Organizations are much more sophisticated at mixing and matching multiple models to optimize across both performance and cost. OpenAI, Google, and Anthropic took dominant overall market share in our survey while Meta and Mistral were popular among open source options.
Procurement now mirrors traditional software buying—with more rigorous evaluations, hosting considerations, and benchmark scrutiny—while increasingly complex AI workflows are driving higher switching costs.
Meanwhile, the AI app landscape has matured: off-the-shelf solutions are eclipsing custom builds and rewarding AI-native third party applications.

To give founders a more nuanced look at what’s top of mind for enterprise buyers today, we’ll dig into these shifts in resourcing, models, procurement, and application usage below.

Budgets: AI spend blew past high expectations and is here to stay

1. Budgets are bigger than expected with no signs of slowing down

LLM budgets have grown ahead of enterprises’ (already high) expectations from a year ago, and there are no signs of this slowing down.

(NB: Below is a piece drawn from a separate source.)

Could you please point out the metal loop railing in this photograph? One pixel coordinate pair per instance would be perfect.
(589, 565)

Enterprise leaders expect an average of ~75% growth over the next year. As one CIO noted, “what I spent in 2023 I now spend in a week.”

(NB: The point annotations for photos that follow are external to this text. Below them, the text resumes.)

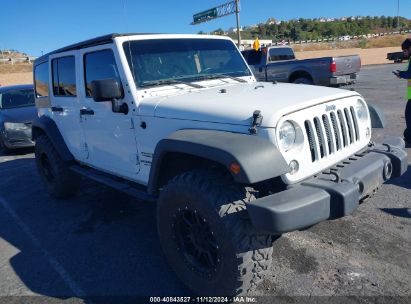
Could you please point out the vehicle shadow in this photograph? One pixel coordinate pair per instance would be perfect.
(102, 242)
(399, 212)
(403, 181)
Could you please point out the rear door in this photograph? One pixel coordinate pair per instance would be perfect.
(65, 102)
(110, 136)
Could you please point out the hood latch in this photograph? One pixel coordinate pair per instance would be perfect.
(257, 119)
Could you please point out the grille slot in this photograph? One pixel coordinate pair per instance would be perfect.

Spend growth is driven partially by enterprises discovering more relevant internal use cases and increasing employee adoption. On top of this, we’re beginning to see more customer-facing use cases—especially for tech-forward companies—that have the potential to drive exponential spend growth. One large technology company said, “we’ve been mostly focused on internal use cases so far, but this year we’re focused on customer-facing gen AI where spend will be significantly larger.”

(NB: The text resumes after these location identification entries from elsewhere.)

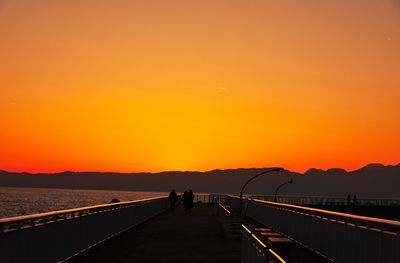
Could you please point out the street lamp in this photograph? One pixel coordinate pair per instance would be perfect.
(279, 187)
(248, 181)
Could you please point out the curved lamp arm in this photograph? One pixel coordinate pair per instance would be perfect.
(279, 187)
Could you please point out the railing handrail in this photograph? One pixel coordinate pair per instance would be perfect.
(264, 246)
(328, 197)
(352, 217)
(73, 210)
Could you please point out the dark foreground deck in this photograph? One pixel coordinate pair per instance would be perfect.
(170, 237)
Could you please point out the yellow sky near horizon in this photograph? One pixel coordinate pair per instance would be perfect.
(196, 85)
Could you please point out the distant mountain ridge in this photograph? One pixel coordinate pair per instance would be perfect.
(370, 181)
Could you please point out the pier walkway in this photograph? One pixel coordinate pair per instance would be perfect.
(170, 237)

2. Gen AI spend graduates to permanent budget lines

Last year, innovation budgets still made up a quarter of LLM spending; this has now dropped to just 7%. Enterprises are increasingly paying for AI models and apps via centralized IT and business unit budgets, reflecting the growing sentiment that gen AI is no longer experimental but essential to business operations. One CTO noted that, “more of our products are adding AI enablement, so our spending growth will rise across all of these products”—suggesting this shift toward core budgets will only accelerate.

Models: three leaders emerging as differentiated performance by use case drives more model diversification

3. The multi-model world is here to stay and model differentiation—not commoditization—is the key driver

With several highly capable LLMs now available, it’s become the norm to have multiple models deployed in production use cases. While one reason for this is certainly to avoid vendor lock-in, model differentiation by use case has become increasingly pronounced and is the main reason enterprises buy models from multiple vendors. In this year’s survey, 37% of respondents are now using 5 or more models as opposed to 29% last year.

While in some cases models appear to have comparable scores on general purpose evaluations, it’s clear that the enterprise model layer has not become commoditized. It’s well known, for instance, that Anthropic’s models excel in coding-related tasks, but there’s more nuance to this claim. Within coding, some users report that Claude performs better for fine-grained code completion, while Gemini is stronger in higher-level system design and architecture. In other domains, such as text-based applications, one customer observed that “Anthropic is a bit better at writing tasks—language fluency, content generation, brainstorming—while OpenAI models are better for more complex question-answering.” These differences have made it best practice to use multiple models, and we expect this strategy will continue as customers build applications for performance and keep an eye towards remaining vendor agnostic.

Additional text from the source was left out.